Valence (Drôme).– « S’il y a bien une chose qui peut m’agacer, c’est de perdre du temps avec ce genre de choses », s’emporte le magistrat présidant l’audience au tribunal judiciaire de Valence chargée de juger, jeudi 20 mars, les trois organisateurs d’une manifestation contre la réforme des retraites. Ils étaient poursuivis pour avoir pique-niqué durant celle-ci et pour avoir dépassé d’un quart d’heure l’horaire déclaré en préfecture. (...)
Les faits qui étaient reprochés aux trois militants paraissent en effet étrangement anodins au regard de la procédure engagée. Ceux-ci remontent au 6 avril 2023, alors que la ville de Die connait sa onzième manifestation contre le projet de réforme des retraites portée par la première ministre Élisabeth Borne. Avec à chaque fois quelques centaines de participant·es, ces rassemblements se sont tenus sans incident, comme se tiendra ce nouveau défilé. (...)
Un déroulé de manifestation quasi idéal, pourrait-on penser. Pourtant, dix-huit mois plus tard, les trois organisateurs reçoivent une convocation de la gendarmerie. Celle-ci les informe qu’ils sont convoqués au tribunal judiciaire pour répondre de deux infractions.
« Un terrible pique-nique sauvage »
Ils sont tout d’abord accusés d’avoir « établi une déclaration incomplète ou inexacte de nature à tromper sur l’objet et les conditions d’une manifestation ». En clair, le ministère public leur reproche d’avoir dépassé d’un quart d’heure l’horaire de fin de rassemblement qu’ils avaient indiqué dans leur déclaration de manifestation, 13 heures. Cette infraction peut être punie par une peine maximale de six mois de prison et de 7 500 euros d’amende.
Ils sont ensuite poursuivis pour avoir causé une « entrave à la circulation », « en organisant un pique-nique avec tables et chaises sur la chaussée », une infraction sanctionnée par une peine pouvant aller jusqu’à deux ans d’emprisonnement et 4 500 euros d’amende.
L’absurdité de ces poursuites au regard des faits a frappé jusqu’au représentant du ministère public à l’audience. « Voilà un dossier d’importance qui mobilise notre tribunal, a ironisé le procureur Michel Coste en introduisant ses réquisitions, celui de ces trois redoutables sexagénaires au casier vierge. » (...)

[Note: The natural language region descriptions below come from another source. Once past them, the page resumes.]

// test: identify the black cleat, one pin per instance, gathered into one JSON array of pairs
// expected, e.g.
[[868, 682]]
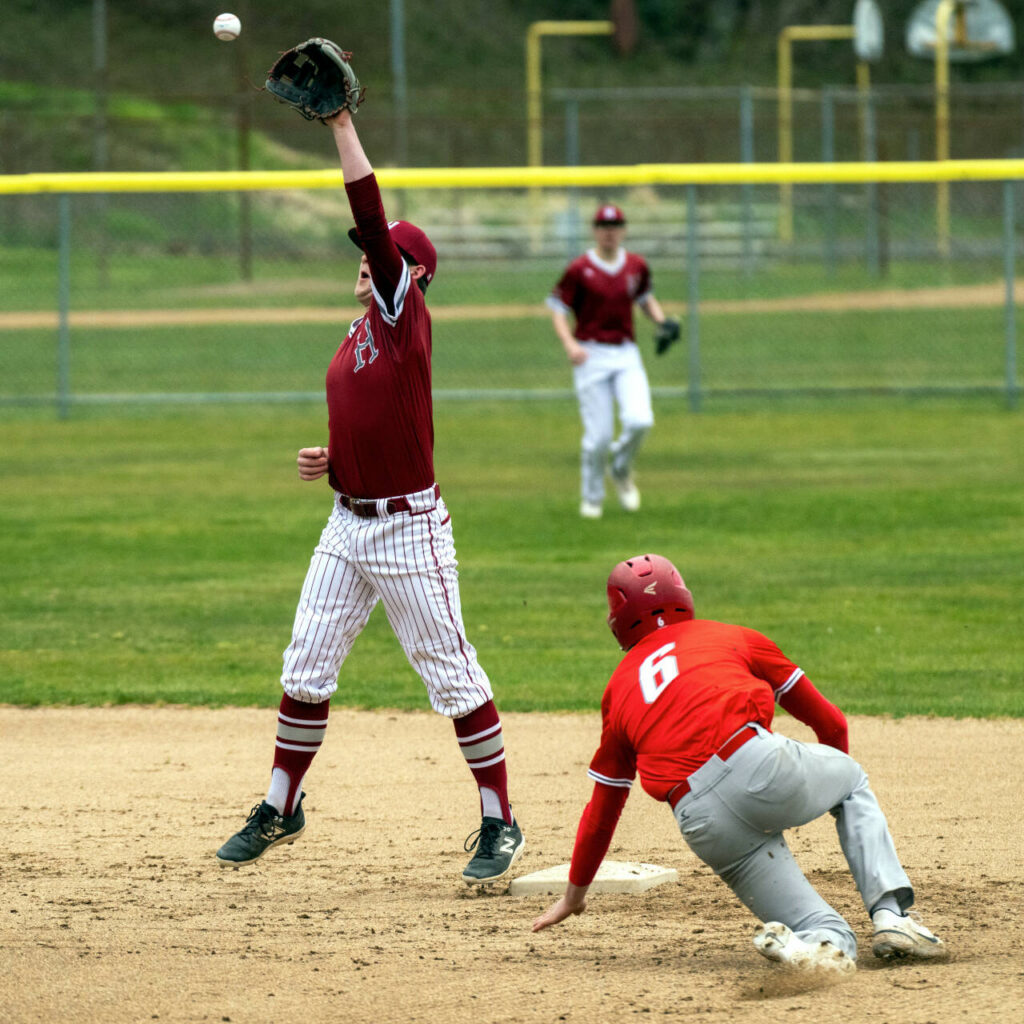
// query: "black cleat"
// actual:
[[498, 848], [264, 827]]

Finalement, le procureur Coste s’en est remis à la clémence du président de l’audience : « Soit le cadre a été respecté, et dans ce cas vous ne pourrez qu’entrer en voie de relaxe. Soit ce cadre n’a pas été respecté, en raison de ce terrible pique-nique sauvage, et dans ce cas, je demanderai une dispense de peine », a-t-il requis.

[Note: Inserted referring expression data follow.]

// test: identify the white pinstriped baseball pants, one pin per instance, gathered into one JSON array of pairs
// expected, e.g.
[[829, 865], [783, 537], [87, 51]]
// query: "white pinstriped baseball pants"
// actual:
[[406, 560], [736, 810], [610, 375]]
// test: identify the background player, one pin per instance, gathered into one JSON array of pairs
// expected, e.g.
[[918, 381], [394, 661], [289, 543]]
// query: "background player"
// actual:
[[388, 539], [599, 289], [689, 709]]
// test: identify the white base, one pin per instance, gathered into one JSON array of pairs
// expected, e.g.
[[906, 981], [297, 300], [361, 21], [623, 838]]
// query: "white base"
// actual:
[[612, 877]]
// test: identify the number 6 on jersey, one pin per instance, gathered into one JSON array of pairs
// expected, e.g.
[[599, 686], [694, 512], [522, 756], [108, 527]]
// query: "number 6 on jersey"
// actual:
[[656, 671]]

Dans sa plaidoirie, l’avocat des « 3 de Die », Jean-Yves Dupriez, a insisté sur le caractère pacifique de la manifestation. (...)
La maire de Die, Isabelle Bizouard, dont Dominique Joubert est par ailleurs l’un des adjoints, a fourni une attestation afin de confirmer que la manifestation s’était déroulée dans le calme, sans heurts ni dégradation, et pour redire « son attachement au droit constitutionnel de manifester ».
Jean-Yves Dupriez a par ailleurs pointé la présence d’un « faux » dans le dossier fourni par les gendarmes. En effet, Dominique Joubert, bien qu’organisateur, n’était en réalité même pas présent à la manifestation. (...)
« Cette procédure a un aspect politique : la répression par l’État » du mouvement contre la réforme des retraites, a avancé l’avocat. « Il y a eu une volonté d’éteindre un mouvement contestataire. Et on sait que les gendarmes reçoivent des consignes. Les parquets également. C’est extrêmement regrettable. »
« Vous êtes, magistrats du siège, le dernier rempart, a lancé Jean-Yves Dupriez au président Debrun. Quand les gendarmes montent un dossier comme celui-ci, que le parquet décide de poursuivre, il ne reste plus que vous. »
« Vous êtes tous relaxés, vous pouvez partir », a annoncé sans surprise ce dernier aux « 3 de Die » après une courte interruption d’audience, déclenchant les applaudissements de la dizaine de personnes venues les soutenir.